Este período escolhi ler "In Nomine Dei", um livro de teatro de José Saramago. Baseada em factos verídicos, esta peça, constituída por três atos, retrata as lutas entre Protestantes e Católicos em Munster (Alemanha) em pleno século XVI.
Apresenta uma escrita relativamente simples com a presença constante de alegorias bíblicas, e visto tratar-se de um livro de teatro, lê-se com alguma rapidez e facilidade.
Em termos de conteúdo transporta-nos para um período de guerra, levada a cabo pela divergência de crenças religiosas, que se arrasta sob o pretexto de se tratar de um desígnio de Deus. Saramago demonstra-nos algumas das mais horrendas atrocidades que o Homem se dispõe a cometer em nome de Deus e põe ainda em evidência o mau uso da crença religiosa (usada como forma de chegar ao poder), facilmente descartável a partir do momento em que se torna inconveniente.
Um facto que achei particularmente interessante foi o de as personagens femininas aparecerem sob a forma de voz da razão, voz da essência da religião. Assim, Hille Feiken sacrifica-se em nome do seu povo, tentando seduzir Franz Von Waldeck (bispo católico que empenhou um cerco sobre a cidade, onde mantinha todos os seus opositores) com o intuito de envenenar o mesmo. Esta fracassa, e apesar de se ter revelado altamente altruísta e promotora da paz, nunca foi reconhecida como tal. Outra das personagens femininas relevantes foi Gertrud Von Utrecht, mais tarde rainha Divara, que tentou sempre de alguma forma demover o seu marido (Jan Van Leiden) de tomar atitudes drásticas e despropositadas, e se apresentou como pacifista e genuína entendedora da palavra de Deus.

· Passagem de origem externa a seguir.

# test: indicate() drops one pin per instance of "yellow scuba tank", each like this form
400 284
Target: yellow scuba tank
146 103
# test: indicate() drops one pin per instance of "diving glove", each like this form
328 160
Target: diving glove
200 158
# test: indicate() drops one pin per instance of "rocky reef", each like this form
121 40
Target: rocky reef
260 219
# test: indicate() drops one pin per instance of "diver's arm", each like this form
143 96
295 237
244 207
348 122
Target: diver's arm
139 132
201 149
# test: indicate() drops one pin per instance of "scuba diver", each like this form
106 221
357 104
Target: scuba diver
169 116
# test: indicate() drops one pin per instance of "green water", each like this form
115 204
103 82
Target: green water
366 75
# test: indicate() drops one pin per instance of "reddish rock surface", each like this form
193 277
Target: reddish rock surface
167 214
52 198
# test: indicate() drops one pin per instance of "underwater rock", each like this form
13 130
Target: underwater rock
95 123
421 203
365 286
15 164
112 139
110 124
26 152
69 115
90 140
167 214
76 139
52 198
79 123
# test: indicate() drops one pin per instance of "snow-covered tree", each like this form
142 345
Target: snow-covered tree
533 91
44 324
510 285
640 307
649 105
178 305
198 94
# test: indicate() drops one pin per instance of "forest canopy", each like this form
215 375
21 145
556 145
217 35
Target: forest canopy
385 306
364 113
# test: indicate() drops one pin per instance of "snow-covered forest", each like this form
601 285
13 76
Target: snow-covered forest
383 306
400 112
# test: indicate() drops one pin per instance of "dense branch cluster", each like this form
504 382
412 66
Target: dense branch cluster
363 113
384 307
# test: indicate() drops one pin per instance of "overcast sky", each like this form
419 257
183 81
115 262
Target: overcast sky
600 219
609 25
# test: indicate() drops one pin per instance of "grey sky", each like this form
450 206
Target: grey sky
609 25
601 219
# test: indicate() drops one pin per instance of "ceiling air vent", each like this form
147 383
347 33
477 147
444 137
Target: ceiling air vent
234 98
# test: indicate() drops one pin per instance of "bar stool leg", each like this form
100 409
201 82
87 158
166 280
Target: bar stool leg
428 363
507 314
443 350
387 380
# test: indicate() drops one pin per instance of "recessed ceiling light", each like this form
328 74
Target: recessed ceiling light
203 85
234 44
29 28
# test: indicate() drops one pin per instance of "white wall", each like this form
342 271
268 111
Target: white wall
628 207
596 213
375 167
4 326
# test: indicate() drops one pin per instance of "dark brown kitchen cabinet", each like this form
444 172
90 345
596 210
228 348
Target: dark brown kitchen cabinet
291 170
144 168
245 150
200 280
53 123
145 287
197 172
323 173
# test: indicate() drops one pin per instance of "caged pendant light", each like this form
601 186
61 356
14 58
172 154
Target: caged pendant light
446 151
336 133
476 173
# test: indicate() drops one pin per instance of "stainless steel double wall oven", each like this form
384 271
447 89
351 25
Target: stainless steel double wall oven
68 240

Por outro lado, as personagens masculinas apresentam-se como poderosas em termos materiais, no entanto, pobres em termos espirituais, que abusam dos dogmas divinos e os distorcem de forma a que os mesmos vão de encontro aos seus objetivos. Temos então a personagem Jan Van Leiden, marido de Divara e mais tarde rei de Munster, que se diz profeta de Deus e manipula o povo apenas com o objetivo de chegar ao poder. Este facto é comprovado no desenlace, no qual, Jan Van Leiden se dispõe a abjurar perante Waldeck, a troco de poder sobreviver, ao contrário do seu povo e das suas inúmeras esposas que se mantiveram fiéis até ao fim, apesar de isso representar a morte.
Como tal esta obra possui um carácter de consciencialização, que nos leva a reflectir sobre um assunto tão polémico como é o da religião.

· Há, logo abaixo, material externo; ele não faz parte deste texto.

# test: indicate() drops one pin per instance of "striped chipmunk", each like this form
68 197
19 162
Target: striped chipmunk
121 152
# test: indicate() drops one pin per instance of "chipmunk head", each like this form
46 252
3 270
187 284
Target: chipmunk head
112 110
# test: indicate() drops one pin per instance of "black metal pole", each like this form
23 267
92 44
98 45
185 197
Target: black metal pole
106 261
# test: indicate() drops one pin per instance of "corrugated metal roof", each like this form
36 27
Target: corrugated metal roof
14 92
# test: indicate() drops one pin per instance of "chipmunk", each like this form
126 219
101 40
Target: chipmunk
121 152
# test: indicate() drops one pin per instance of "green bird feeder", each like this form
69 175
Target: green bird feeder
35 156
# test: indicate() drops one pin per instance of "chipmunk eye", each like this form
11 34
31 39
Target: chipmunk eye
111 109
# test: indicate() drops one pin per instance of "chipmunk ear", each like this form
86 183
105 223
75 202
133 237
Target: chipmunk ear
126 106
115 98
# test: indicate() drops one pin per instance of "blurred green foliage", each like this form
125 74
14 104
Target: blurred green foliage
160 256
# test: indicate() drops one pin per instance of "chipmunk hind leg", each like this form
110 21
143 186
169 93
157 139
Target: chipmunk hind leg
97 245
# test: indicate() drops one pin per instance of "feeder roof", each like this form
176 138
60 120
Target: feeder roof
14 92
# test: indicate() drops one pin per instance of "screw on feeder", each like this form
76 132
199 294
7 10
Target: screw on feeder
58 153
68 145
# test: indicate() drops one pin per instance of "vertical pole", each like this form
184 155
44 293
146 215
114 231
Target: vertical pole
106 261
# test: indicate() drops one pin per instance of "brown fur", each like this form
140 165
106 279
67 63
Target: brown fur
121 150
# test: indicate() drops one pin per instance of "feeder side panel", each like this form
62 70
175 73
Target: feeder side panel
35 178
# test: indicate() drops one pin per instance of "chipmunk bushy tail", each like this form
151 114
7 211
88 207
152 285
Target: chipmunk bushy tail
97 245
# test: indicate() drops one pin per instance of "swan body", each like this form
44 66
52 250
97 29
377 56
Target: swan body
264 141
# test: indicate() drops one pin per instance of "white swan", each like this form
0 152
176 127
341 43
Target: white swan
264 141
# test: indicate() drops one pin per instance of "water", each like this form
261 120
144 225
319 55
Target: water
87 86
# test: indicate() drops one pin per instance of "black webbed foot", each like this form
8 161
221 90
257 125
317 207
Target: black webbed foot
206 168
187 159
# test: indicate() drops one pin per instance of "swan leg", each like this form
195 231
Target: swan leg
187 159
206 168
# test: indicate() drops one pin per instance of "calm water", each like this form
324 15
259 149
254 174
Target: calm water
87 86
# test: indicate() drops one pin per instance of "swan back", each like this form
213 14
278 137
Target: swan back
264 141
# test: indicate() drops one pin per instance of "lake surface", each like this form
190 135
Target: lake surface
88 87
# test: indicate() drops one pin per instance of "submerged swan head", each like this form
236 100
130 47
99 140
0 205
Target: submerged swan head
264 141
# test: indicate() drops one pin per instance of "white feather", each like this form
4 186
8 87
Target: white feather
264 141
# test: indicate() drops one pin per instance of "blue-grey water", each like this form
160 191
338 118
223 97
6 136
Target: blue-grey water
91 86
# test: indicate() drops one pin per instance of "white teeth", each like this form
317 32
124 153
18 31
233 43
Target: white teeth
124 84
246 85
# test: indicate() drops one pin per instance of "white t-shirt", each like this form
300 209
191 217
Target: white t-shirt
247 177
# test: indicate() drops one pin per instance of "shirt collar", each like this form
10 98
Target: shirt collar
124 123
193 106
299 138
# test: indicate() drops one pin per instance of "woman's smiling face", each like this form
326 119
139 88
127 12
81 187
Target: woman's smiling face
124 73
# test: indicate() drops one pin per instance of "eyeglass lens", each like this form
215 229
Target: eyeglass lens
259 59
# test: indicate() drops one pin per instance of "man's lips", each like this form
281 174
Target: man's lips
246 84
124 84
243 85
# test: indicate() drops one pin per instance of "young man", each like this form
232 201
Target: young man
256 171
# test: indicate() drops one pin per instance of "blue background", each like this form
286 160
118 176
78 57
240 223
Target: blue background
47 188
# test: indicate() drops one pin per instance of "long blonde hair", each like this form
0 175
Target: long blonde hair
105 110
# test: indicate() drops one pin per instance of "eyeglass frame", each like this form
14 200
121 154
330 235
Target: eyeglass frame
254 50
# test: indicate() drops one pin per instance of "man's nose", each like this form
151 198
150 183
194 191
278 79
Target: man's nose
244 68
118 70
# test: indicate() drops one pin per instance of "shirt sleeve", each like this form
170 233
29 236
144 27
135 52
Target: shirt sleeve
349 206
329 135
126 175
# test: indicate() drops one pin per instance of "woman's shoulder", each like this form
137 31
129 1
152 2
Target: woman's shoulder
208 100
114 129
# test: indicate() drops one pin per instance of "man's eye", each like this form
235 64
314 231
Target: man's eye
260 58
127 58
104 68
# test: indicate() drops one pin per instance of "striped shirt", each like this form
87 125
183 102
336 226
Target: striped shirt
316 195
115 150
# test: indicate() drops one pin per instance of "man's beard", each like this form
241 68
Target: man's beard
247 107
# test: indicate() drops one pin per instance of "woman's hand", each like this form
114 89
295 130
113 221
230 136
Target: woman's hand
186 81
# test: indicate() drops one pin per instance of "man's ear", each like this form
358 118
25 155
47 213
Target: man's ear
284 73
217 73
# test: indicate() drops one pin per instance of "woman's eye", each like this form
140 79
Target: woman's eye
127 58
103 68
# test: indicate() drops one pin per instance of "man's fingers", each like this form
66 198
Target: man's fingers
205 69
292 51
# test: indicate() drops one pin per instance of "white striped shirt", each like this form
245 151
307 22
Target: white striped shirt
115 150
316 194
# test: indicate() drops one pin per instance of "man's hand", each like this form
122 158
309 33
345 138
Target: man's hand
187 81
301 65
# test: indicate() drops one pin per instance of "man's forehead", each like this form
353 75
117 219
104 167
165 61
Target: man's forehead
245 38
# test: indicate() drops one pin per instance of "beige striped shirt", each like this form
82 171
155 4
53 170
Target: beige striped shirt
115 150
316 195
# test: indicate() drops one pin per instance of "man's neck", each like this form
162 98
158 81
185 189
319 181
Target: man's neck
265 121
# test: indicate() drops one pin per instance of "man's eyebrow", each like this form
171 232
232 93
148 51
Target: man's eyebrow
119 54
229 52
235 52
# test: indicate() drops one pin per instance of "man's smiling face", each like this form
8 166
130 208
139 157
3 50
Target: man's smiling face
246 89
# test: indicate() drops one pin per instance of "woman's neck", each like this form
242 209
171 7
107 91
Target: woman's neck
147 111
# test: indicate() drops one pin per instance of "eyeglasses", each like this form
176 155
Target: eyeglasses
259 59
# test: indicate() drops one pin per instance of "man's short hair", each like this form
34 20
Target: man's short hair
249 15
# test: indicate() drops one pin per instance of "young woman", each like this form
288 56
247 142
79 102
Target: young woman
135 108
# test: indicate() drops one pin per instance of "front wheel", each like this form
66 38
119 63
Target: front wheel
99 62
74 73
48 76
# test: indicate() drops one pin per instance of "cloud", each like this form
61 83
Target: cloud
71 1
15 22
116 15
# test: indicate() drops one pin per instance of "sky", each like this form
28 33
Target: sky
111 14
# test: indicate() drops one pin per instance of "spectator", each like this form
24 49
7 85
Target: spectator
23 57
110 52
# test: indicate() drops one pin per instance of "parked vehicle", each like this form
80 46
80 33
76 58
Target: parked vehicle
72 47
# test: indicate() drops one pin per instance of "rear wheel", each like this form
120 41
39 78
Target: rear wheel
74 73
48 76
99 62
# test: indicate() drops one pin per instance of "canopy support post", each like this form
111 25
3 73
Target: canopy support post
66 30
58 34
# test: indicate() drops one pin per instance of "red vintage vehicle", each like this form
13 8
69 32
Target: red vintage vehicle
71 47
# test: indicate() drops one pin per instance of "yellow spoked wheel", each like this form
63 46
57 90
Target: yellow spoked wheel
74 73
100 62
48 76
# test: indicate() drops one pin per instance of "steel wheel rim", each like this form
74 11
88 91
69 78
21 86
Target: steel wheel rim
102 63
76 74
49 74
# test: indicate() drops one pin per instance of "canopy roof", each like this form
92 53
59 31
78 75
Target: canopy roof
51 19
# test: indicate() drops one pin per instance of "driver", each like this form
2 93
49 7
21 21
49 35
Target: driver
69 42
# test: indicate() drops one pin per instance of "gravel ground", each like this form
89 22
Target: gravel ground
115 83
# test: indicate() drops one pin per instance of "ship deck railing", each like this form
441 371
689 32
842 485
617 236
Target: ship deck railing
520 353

Deixo-vos com o seguinte texto, que aparece como introdução à peça:
"Entre o homem, com a sua razão, e os animais, com o seu instinto, quem, afinal, estará mais bem dotado para o governo da vida? Se os cães tivessem inventado um deus, brigariam por diferenças de opinião quanto ao nome a dar-lhe. Perdigueiro fosse, ou Lobo-d' Alsácia? E, no caso de estarem de acordo quando ao apelativo, andariam, gerações após gerações, a morder-se mutuamente por causa da forma das orelhas ou do tufado da cauda do seu canino deus?

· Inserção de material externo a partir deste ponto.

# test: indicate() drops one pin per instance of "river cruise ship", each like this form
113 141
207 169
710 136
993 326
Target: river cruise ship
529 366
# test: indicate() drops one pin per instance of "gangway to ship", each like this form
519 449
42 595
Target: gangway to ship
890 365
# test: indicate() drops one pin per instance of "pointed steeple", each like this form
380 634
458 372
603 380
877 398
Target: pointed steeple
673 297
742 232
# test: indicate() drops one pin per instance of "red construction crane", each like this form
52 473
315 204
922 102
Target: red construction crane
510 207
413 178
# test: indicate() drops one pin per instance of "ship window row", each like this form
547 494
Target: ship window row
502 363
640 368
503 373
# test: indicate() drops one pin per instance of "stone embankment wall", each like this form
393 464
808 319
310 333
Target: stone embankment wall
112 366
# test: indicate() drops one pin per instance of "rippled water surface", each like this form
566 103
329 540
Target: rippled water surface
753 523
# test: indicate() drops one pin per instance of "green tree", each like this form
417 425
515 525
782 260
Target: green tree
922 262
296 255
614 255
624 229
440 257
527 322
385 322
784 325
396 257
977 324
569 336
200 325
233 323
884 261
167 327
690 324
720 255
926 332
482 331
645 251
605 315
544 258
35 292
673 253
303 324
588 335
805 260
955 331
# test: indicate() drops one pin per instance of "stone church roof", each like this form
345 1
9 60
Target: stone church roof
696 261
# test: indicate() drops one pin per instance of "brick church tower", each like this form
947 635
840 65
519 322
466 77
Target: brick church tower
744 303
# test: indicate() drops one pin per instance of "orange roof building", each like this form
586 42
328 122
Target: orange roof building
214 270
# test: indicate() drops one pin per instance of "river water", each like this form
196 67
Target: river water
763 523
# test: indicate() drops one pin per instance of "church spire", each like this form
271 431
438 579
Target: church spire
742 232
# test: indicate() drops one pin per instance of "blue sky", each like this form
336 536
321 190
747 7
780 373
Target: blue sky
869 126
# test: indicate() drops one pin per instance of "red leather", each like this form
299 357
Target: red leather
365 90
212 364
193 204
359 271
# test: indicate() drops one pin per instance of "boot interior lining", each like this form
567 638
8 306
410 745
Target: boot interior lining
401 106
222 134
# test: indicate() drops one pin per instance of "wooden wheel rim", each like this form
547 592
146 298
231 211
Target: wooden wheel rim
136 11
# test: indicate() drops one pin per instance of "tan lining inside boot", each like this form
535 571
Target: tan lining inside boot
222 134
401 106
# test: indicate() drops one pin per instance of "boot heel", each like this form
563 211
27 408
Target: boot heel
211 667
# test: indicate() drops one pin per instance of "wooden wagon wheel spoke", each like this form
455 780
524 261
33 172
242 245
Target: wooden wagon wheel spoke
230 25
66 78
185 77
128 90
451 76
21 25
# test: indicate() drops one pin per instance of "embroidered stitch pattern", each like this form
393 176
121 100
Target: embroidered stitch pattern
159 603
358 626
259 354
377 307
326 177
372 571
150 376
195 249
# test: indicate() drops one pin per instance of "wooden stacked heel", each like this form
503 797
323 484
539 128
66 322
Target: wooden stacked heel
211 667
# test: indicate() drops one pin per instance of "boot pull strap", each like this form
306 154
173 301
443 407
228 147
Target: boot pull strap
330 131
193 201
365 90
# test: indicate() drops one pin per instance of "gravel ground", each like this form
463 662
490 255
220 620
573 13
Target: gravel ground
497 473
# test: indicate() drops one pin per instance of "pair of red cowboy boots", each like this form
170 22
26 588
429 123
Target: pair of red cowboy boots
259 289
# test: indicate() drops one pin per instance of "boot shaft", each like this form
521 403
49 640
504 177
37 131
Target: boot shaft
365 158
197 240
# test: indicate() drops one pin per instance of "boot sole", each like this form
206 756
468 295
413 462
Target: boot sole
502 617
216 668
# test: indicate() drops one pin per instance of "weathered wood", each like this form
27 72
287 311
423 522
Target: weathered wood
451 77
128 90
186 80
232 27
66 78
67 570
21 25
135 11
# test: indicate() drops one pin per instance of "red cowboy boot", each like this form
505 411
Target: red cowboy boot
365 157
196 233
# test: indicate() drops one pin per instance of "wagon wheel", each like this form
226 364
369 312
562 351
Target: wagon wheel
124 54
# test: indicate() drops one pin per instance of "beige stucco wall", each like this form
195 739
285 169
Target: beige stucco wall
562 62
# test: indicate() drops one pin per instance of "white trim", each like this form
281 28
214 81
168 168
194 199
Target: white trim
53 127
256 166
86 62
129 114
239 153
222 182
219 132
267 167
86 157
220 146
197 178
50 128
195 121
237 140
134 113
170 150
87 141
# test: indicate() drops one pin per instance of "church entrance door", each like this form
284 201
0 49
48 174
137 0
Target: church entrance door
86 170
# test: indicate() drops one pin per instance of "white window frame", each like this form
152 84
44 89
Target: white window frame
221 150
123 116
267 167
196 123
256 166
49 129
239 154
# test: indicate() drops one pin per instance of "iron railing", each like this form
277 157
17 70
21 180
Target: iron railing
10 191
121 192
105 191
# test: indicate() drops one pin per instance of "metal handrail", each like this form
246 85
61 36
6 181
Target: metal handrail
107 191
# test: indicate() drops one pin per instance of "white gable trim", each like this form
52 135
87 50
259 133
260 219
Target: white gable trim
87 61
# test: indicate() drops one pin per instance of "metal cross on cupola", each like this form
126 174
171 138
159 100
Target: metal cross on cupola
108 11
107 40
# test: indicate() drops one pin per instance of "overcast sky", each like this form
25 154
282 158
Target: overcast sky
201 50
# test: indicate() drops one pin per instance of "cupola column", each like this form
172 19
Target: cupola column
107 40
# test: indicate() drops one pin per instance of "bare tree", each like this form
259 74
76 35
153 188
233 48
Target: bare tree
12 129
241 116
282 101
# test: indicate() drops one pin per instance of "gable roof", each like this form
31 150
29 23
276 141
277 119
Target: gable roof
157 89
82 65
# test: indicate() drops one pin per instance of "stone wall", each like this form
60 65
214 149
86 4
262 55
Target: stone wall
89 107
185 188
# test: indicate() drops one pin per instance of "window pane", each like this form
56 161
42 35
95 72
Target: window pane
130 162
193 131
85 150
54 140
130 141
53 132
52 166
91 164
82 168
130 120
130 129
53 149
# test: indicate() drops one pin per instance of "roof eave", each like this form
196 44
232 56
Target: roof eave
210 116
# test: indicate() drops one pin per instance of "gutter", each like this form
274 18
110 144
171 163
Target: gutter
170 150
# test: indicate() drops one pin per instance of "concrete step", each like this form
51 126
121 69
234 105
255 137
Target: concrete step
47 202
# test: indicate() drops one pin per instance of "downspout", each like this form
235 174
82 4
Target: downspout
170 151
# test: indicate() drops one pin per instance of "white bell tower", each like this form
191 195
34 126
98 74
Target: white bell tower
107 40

(...)Não é culpa minha nem do meu discreto ateísmo se em Munster, no século XVI, como em tantos outros tempos e lugares, católicos e protestantes andaram a trucidar-se uns aos outros em nome de Deus- In Nomine Dei- para virem a alcançar, na eternidade, o mesmo Paraíso. Os acontecimentos descritos nesta peça representam, tão-só, um trágico capítulo da longa e, pelos vistos, irremediável história da intolerância humana. Que o leiam assim, e assim o entendam, crentes e não crentes, e farão, talvez, um favor a si próprios. Os animais, claro está, não precisam."